現在ひとり暮らしの彼女は、どんな朝を過ごしているのだろうか?
「こう見えて、案外流されながら生きていて(笑い)、ルーチンというものを決めない派です。趣味の読書に没頭し、夜中まで読みふけってしまうこともあるので、日によって起きる時間も違います。朝は朝で、メールチェックをしたり、ペットの亀にトウモロコシをあげたりして、自分のための時間が持てないんですよ。強いて言えば、朝食(ブランチのことも)は必ず食べますね」(秋吉・以下同)
2年ほど前に体形の変化を感じ、ダイエットに励んだ。
「お風呂場で『誰かいる……』と気配を感じて鏡を見たら、ふくよかだった母親そっくりの自分でした(笑い)。びっくりして、ものすごい勢いでダイエットをしたものです。

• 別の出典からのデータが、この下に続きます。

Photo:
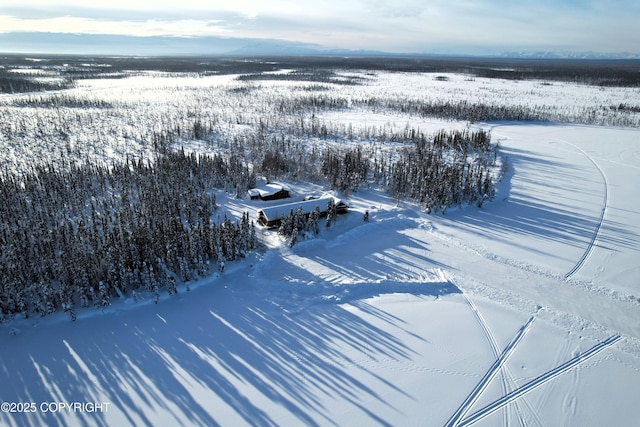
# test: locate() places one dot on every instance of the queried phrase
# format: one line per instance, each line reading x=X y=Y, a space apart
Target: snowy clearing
x=523 y=312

以来、食べるものと時間には気をつけています。朝食なら罪悪感がないと信じているので、普通の家庭の晩ご飯のような感覚でしっかりといただき、夕食は抑えています」
定番の朝食メニューはあるのだろうか?
「これもないんですよ。というのも、群馬県在住のパティシエの親友からは、自分の畑で採れたいちごやルバーブ(茎の赤い野菜)、キウイなど季節のコンフィチュール【*1】を、静岡に住む叔母からはブルーベリーをざくざくとつぶしたジャムをいただくんです。

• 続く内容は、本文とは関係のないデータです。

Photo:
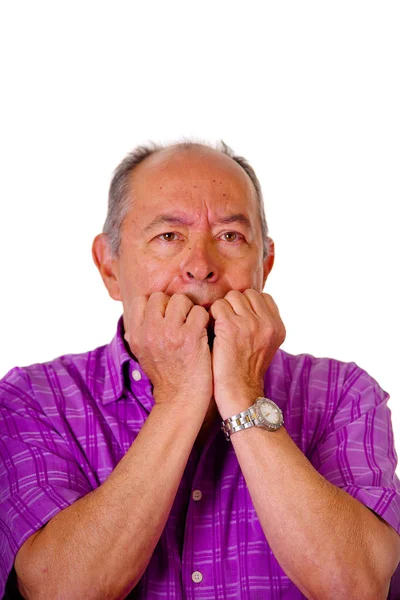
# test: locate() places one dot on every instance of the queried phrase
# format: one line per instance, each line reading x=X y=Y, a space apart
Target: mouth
x=207 y=306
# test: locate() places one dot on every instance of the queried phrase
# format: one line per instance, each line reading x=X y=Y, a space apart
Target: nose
x=200 y=264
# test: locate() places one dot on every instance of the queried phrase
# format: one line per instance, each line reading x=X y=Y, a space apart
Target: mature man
x=117 y=480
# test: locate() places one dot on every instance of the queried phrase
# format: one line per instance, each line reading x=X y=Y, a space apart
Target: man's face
x=193 y=228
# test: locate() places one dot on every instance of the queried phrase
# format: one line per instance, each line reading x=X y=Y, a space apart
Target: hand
x=248 y=332
x=168 y=336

さらに、滋賀県でレストランを経営するシェフの親友も採れたての野菜やお米を送ってくれます。
だから、その時々の食材に、私を合わせていくという感じで、『今日はヨーロッパ風にしてみようか』『今日は玄米に合わせて干ものかな』と、想像を巡らせながらメニューを考えます。
私がすごく喜ぶからでしょうか、本当にいろいろなかたからおいしい食材をいただくのは、ありがたいことです」
【*1 コンフィチュールとは、果物をシロップや香辛料と一緒に煮詰めたもの。ジャムと比べて砂糖の量が少なく、果物の形状が残ったものが多い】
秋吉には、人がおいしいものをふるまいたくなるオーラがあるのかもしれない。
「小学生のとき、友達のおばあちゃんの“かれいの煮付け”に感動してすごく喜んだら、私が遊びに行くたびに『久美ちゃん、お食べ』ってかれいの煮付けを作ってくれました。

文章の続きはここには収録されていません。